DLA also argues that we erred in awarding ARO its costs of filing and pursuing its protest since we recommended that the RFP be canceled and that DLA resolicit requesting sealed bids. Our Bid Protest Regulations, 4 C.F.R. Sec. 2l.6(e) (l987), limit the recovery of protest costs to situations where the contracting agency has unreasonably excluded the protester from the procurement, unless we recommend that the contract be awarded to the protester and the protester actually receives the award.
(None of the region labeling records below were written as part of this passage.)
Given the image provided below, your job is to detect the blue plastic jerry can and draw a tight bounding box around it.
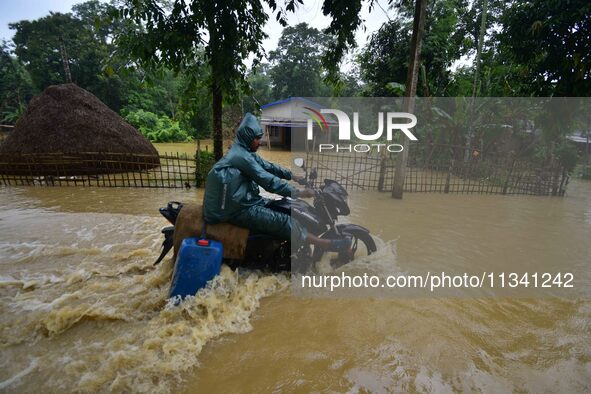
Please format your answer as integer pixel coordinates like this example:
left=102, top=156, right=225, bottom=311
left=170, top=238, right=224, bottom=298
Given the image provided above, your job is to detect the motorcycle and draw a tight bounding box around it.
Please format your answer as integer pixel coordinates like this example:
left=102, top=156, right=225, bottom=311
left=154, top=158, right=377, bottom=272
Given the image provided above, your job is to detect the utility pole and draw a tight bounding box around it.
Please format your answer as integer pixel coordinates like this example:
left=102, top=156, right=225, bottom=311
left=392, top=0, right=427, bottom=199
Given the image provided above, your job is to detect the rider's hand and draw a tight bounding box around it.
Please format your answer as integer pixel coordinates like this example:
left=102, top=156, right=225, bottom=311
left=298, top=188, right=314, bottom=198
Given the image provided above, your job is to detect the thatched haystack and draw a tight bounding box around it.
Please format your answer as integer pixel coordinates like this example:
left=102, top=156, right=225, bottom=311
left=0, top=83, right=160, bottom=175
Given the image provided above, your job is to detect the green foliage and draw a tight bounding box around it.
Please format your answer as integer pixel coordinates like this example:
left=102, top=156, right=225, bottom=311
left=242, top=63, right=275, bottom=114
left=499, top=0, right=591, bottom=96
left=269, top=23, right=330, bottom=98
left=9, top=0, right=130, bottom=111
left=554, top=141, right=579, bottom=172
left=0, top=42, right=34, bottom=124
left=125, top=109, right=191, bottom=142
left=357, top=0, right=466, bottom=96
left=195, top=151, right=215, bottom=187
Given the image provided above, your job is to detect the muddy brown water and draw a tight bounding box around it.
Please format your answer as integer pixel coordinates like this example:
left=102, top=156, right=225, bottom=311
left=0, top=147, right=591, bottom=393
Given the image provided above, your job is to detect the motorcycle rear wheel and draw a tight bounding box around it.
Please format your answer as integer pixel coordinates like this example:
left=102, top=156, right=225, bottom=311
left=312, top=229, right=378, bottom=265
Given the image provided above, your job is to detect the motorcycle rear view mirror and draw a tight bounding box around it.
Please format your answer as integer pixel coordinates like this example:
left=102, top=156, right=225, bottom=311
left=293, top=157, right=304, bottom=168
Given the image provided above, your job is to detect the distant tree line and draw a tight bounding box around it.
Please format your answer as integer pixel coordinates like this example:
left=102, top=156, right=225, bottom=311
left=0, top=0, right=591, bottom=168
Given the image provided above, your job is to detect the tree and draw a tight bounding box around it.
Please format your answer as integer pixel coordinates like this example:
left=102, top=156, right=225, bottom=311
left=269, top=23, right=330, bottom=98
left=0, top=41, right=35, bottom=123
left=10, top=0, right=130, bottom=111
left=242, top=63, right=278, bottom=113
left=357, top=0, right=467, bottom=96
left=116, top=0, right=368, bottom=159
left=499, top=0, right=591, bottom=96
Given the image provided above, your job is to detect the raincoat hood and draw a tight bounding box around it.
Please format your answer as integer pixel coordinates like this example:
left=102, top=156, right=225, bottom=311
left=234, top=113, right=263, bottom=151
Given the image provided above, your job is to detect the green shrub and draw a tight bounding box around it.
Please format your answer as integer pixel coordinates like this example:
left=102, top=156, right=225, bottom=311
left=195, top=151, right=215, bottom=187
left=125, top=109, right=192, bottom=142
left=554, top=141, right=579, bottom=172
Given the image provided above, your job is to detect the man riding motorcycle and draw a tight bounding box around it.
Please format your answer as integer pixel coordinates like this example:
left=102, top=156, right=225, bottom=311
left=204, top=113, right=351, bottom=251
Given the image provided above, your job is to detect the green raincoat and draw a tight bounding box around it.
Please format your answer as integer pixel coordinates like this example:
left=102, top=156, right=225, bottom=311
left=204, top=113, right=306, bottom=242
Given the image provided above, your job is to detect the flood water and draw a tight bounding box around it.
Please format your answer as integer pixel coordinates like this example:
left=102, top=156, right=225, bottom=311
left=0, top=148, right=591, bottom=393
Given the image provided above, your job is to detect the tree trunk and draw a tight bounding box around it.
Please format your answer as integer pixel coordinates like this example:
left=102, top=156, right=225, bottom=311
left=211, top=81, right=224, bottom=161
left=392, top=0, right=427, bottom=199
left=472, top=0, right=488, bottom=97
left=60, top=36, right=72, bottom=83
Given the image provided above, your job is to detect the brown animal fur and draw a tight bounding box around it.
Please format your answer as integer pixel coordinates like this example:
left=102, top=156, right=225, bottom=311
left=172, top=203, right=248, bottom=261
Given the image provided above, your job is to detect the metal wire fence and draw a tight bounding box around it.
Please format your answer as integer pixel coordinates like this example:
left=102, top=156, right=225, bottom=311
left=0, top=152, right=196, bottom=188
left=307, top=145, right=569, bottom=196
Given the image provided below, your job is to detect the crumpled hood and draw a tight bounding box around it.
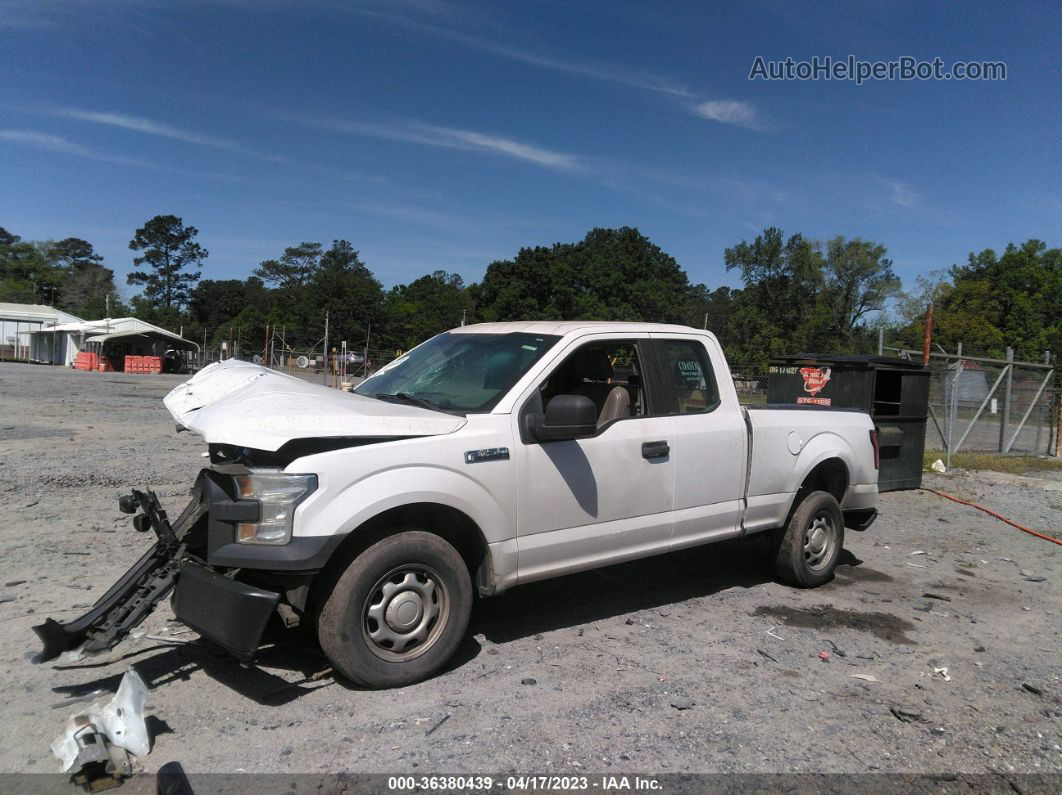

We have interpreted this to allow recovery of the costs of protesting solicitation defects, such as restrictive specifications and improper sole source awards, even when we also recommend that a new procurement be conducted under which the protester will have the opportunity to compete. See AT&T Information Systems, Inc., B-223914, Oct. 23, l986, 66 Comp.Gen. ***, 86-2 CPD Par. 447; Washington National Arena Limited Partnership, 65 Comp.Gen. 25 (l985), 85-2 CPD Par. 35; Southern Technologies, Inc., B-224328, Jan. 9, l987, 87-1 CPD Par. 42. The rationale for the award of protest costs here is similar. We consider the incentive of recovering the costs of protesting an improper use of competitive proposal procedures, when the conditions requiring sealed bid procedures are present, to be consistent with the broad purpose of CICA to increase and enhance competition on federal procurements.

Our prior decision is affirmed.

/1/ The legislative history of CICA also indicates the mandatory nature of the requirement to use sealed bidding when the statutory conditions are present. Senate Report No. 98-50, 98th Cong. 2nd Sess., reprinted in 1984 U.S. Code Cong. & Admin. News 2191, states, in pertinent part:

"While competitive negotiation is recognized in S. 338 as a bona fide competitive procedure, the Committee emphasizes that traditional formal advertising procedures are by no means cast aside. In fact, agencies are required ... to solicit sealed bids when the enumerated conditions are present. ..."

House Conference Report No. 98-861, 98th Cong. 2nd Sess., reprinted in 1984 U.S. Code Cong, & Admin. News 2110, states:

"In effect, the substitute, like the Senate amendment, removes the restriction from-- and written justification required for-- competitive proposal procedures and places them on a par with sealed bid procedures. The substitute maintains minimum criteria for sealed bid procedures to ensure their use when appropriate."